Это, возможно, объясняет, почему британские обоснования модерна, такие как у Юма, Бентама и Герберта Спенсера, являются брутально-позитивистскими, тогда как французские обоснования стремятся интегрировать модерн с большей автономией для субъективного, считающегося локусом сохранности более традиционных «женских» ценностей. Истина этого контраста является, в конце концов, психогеографической: даже сегодня французская среда позволяет тем, кто в ней находится (по-видимому), вполне соответсвовать модерну, но также и наслаждаться традиционным пространством сельской местности и производить в нем, тогда как британская среда такого не позволяет. Низинная Британия зачастую носит слишком глубокие шрамы от модерна, принимающие форму куда более неприкрытого уродства, незавуалированного французскиими технократами, а высокогорная Британия все еще цепляется некоторым творческим образом за домодернисткие источники вдохновения. Но можно утверждать, что именно поэтому в Британии были созданы более пытливые и радикальные (а следовательно, менее материалистические)[241]критики капитализма как процесса огораживания общинных земель, первичного накопления и дегуманизации, связанного с раз-очарованием природы: от Коббета до Карлайла, Пьюджина и Рескина до Д. Г. Лоуренса, Эрика Гилла и Г. Л. Массингхэма.
Но сегодня к этой отчасти «анти-протестантской» литературе присоединилось заметное возрождение неокатолической историографии среди британских профессиональных историков[242]. Их работы размыкают якобы необходимые связи, сделанные нарративом «вигов-протестантов», между индивидуализирующей религией и национализмом, с одной стороны, и конституционализмом и участием простого народа в общественной жизни – с другой. Последние два элемента имеют средневековые истоки, но не как контр-движения против папского интернационализма или церковного влияния, а скорее как производные этих самых феноменов.
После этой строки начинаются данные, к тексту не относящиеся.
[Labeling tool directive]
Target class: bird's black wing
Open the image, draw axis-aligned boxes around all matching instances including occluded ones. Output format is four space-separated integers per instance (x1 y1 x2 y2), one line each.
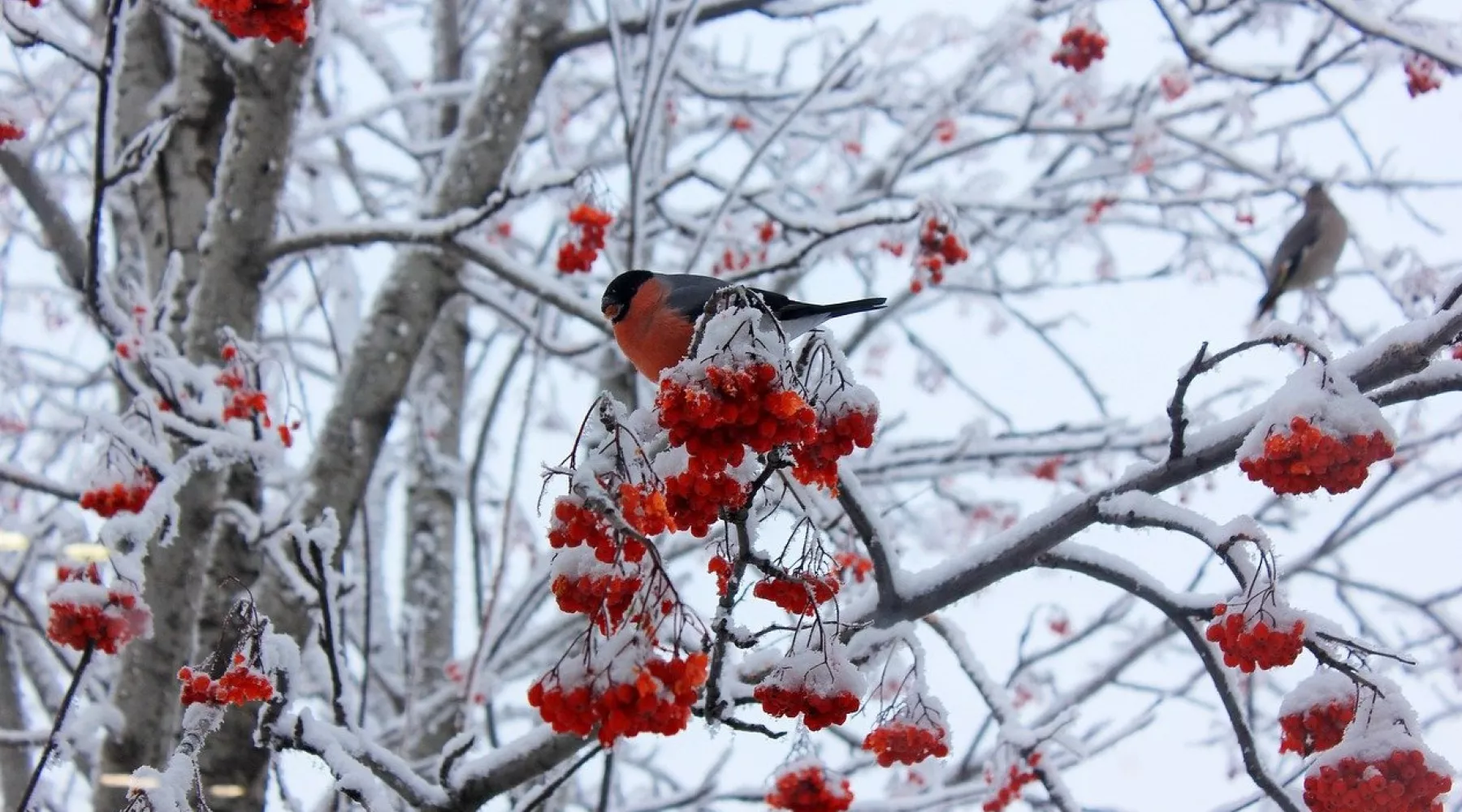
658 273 729 322
1269 212 1320 291
1259 212 1320 315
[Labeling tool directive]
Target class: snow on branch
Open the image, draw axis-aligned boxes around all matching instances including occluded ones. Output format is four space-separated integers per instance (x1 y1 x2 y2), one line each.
867 308 1462 625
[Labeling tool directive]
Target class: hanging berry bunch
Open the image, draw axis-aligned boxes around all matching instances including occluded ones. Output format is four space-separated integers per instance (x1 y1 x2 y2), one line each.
0 110 24 145
766 757 852 812
655 289 817 536
79 468 158 518
179 598 275 707
214 340 300 448
559 203 614 273
793 335 879 494
1279 669 1360 755
45 564 152 654
1304 689 1453 812
751 620 866 730
199 0 310 45
1239 362 1396 494
179 654 274 706
1402 51 1442 98
899 214 969 294
751 521 842 616
1205 587 1304 673
863 693 949 767
1051 22 1107 73
980 750 1041 812
528 624 706 746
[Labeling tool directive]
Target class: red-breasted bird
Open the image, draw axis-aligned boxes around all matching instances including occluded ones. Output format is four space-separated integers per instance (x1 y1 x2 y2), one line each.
1254 184 1349 318
599 270 888 381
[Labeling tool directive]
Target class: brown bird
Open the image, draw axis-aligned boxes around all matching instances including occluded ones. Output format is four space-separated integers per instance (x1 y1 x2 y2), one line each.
1254 184 1349 320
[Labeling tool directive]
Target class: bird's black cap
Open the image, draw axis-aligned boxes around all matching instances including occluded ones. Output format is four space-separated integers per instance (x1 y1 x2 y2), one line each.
599 270 655 322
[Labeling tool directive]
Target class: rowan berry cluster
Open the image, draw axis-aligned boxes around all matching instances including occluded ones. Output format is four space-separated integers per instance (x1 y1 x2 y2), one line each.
1239 417 1396 494
863 717 949 767
1205 603 1304 673
1402 53 1442 98
1304 749 1451 812
214 343 300 448
45 564 152 654
766 764 852 812
80 470 157 518
620 482 676 536
1279 697 1356 755
179 654 274 707
559 203 614 273
981 750 1041 812
528 651 707 746
655 362 817 470
655 362 817 538
199 0 310 45
793 406 879 494
751 684 863 730
552 572 643 634
751 574 842 615
665 464 747 539
910 218 969 294
548 494 647 564
1051 25 1107 73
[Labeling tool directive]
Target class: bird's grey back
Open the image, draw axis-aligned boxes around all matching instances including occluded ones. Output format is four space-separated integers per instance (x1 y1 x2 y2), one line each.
655 273 731 322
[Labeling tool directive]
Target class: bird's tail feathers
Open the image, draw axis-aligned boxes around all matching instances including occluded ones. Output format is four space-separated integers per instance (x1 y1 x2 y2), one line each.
776 298 889 322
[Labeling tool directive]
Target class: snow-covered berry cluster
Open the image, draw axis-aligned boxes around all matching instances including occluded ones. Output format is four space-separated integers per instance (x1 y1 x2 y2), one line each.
1279 669 1358 755
1239 417 1396 494
1206 603 1304 673
1239 364 1395 494
559 203 614 273
1402 51 1442 98
45 564 152 654
179 653 274 706
751 572 842 615
766 759 852 812
1304 749 1451 812
79 469 158 518
981 750 1041 812
528 642 706 746
899 214 969 294
199 0 310 44
1051 25 1107 73
751 637 864 730
863 702 949 767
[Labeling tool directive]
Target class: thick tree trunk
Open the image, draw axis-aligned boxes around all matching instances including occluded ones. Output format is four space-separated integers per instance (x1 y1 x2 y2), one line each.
0 627 31 808
405 296 468 757
95 22 309 812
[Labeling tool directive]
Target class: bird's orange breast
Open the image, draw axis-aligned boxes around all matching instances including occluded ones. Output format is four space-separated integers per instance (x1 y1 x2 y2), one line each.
614 280 696 381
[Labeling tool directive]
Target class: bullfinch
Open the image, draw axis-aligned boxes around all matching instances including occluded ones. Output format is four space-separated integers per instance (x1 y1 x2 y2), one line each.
599 270 888 381
1254 184 1349 320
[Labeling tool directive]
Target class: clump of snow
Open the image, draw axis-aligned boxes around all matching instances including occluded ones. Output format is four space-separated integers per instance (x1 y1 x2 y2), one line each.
1279 667 1360 717
1239 364 1396 460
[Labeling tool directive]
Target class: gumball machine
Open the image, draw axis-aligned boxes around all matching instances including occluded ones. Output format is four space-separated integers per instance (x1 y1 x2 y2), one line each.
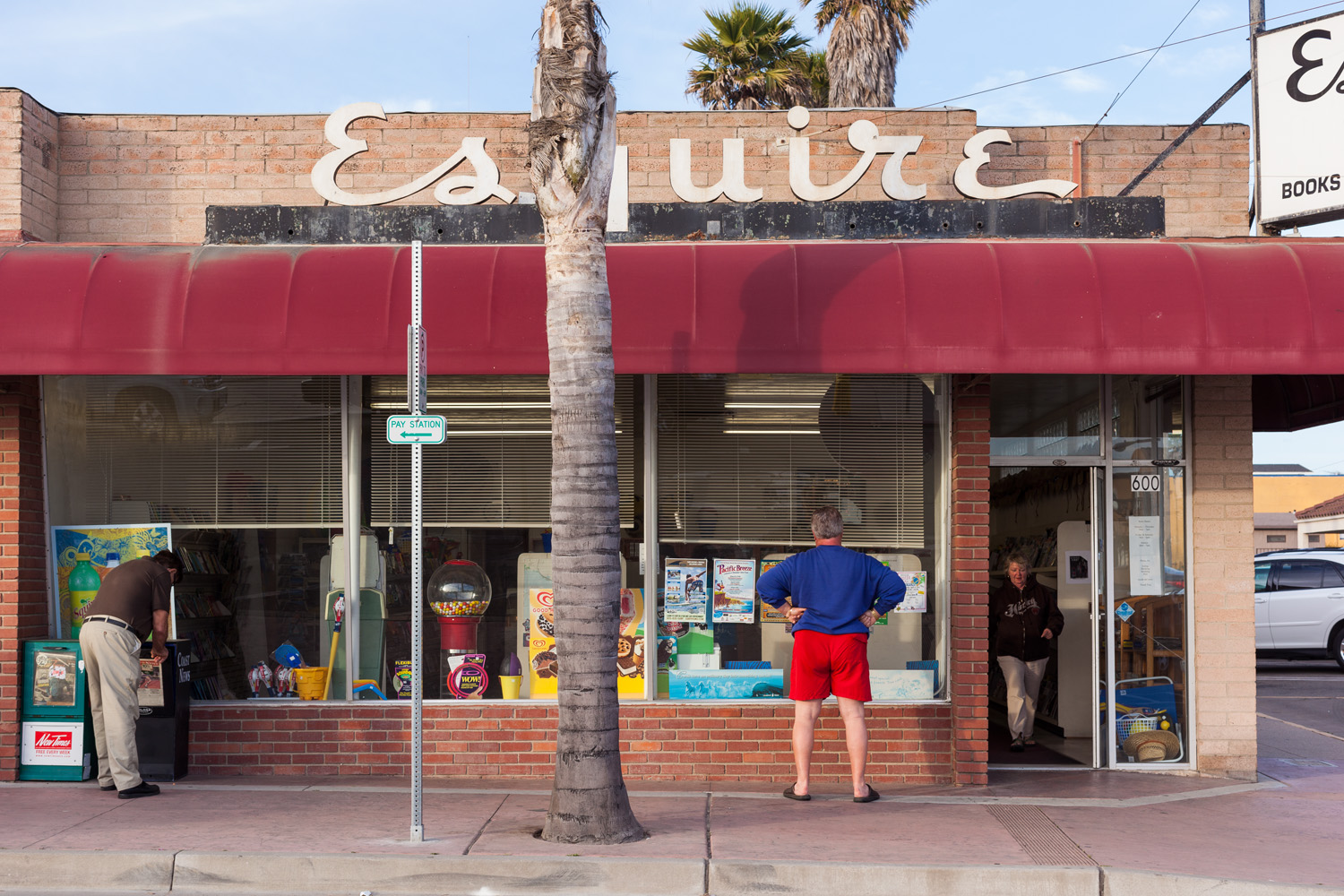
425 560 491 697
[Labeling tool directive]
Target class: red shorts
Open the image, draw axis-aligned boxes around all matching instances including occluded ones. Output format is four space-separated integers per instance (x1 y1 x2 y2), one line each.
789 629 873 702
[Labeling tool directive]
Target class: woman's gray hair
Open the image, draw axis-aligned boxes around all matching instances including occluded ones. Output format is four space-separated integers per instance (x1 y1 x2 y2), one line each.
812 504 844 540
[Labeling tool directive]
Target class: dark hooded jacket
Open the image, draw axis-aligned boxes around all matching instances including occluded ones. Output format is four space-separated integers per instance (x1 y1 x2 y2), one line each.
989 575 1064 662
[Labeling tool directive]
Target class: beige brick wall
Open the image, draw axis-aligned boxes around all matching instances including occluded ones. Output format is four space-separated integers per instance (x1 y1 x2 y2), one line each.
0 90 58 240
0 91 1247 242
1000 125 1250 237
0 90 24 239
1191 376 1255 780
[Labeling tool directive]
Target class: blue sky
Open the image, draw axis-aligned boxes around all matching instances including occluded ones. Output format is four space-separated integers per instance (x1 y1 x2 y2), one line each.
0 0 1344 470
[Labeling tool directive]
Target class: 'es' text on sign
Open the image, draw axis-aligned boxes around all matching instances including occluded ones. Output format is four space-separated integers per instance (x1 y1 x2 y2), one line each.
387 414 448 444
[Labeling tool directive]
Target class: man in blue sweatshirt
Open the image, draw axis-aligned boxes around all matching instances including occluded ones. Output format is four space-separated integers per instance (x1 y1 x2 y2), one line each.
757 506 906 804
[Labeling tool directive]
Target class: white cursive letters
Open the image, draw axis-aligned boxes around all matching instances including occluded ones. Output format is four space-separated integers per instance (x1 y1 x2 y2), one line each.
671 137 765 202
789 106 929 202
952 127 1078 199
312 102 518 205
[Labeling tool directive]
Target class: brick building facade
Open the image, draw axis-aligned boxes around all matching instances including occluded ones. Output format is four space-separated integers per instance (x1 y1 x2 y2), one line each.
0 89 1255 785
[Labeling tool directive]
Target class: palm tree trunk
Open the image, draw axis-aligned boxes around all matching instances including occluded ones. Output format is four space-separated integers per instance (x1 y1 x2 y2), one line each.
827 5 898 108
529 0 645 844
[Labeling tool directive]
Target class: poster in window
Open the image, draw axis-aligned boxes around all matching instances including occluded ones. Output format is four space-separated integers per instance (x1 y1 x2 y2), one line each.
663 559 710 622
892 570 929 613
1129 516 1163 594
51 522 177 638
761 560 789 624
714 560 755 624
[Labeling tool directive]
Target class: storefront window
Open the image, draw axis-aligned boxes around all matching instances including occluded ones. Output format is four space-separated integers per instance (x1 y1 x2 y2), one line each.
1112 468 1190 763
653 375 946 700
45 376 341 700
989 374 1102 457
368 376 644 700
1112 376 1185 461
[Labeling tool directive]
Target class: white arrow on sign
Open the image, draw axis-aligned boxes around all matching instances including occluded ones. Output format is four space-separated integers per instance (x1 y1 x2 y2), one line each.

Здесь снова можно вернуться к зарождающимся «модернистским» аспектам Средевековья, проявляющимся как часть феодализма, так и против него, как к имеющим потенциал, отличный от того, на котором заостряла внимание либеральная демократия, – более плюралистский, корпоратистский, дистрибутистский, более простонародно-религиозный потенциал, отказывающийся от модернистской дуальности экономического и политического, так же как и от модернистской дуальности секулярного и сакрального. Именно на этот потенциал делал упор Честертон как политический мыслитель, и его католическая перспектива позволила ему мыслить о важности посредующих институтов (кооперативов, гильдий и корпораций) в довольно гегельянском ключе, но более подчеркнуто, чем может позволить куда более капиталистическое гегельянское «исчезающее опосредование».
Основа жижековского лакановского марскизма лежит в утверждении, что психоаналитическое исцеление от иллюзий желания поможет нам также отказаться от фетишистского спектакля капиталистического рынка[243]. Но если капитализм считать неизбежной фазой развития, то поскольку капитализм, как я уже писал, является во многом протестантским, это приводит нас к протестантскому пессимизму касательно желания и возможности благих человеческих дел. Соответвенно – почти как Рене Жирар, как было подмечено, – Жижек предлагает приостановку желания вообще, а не иной модус желания[244].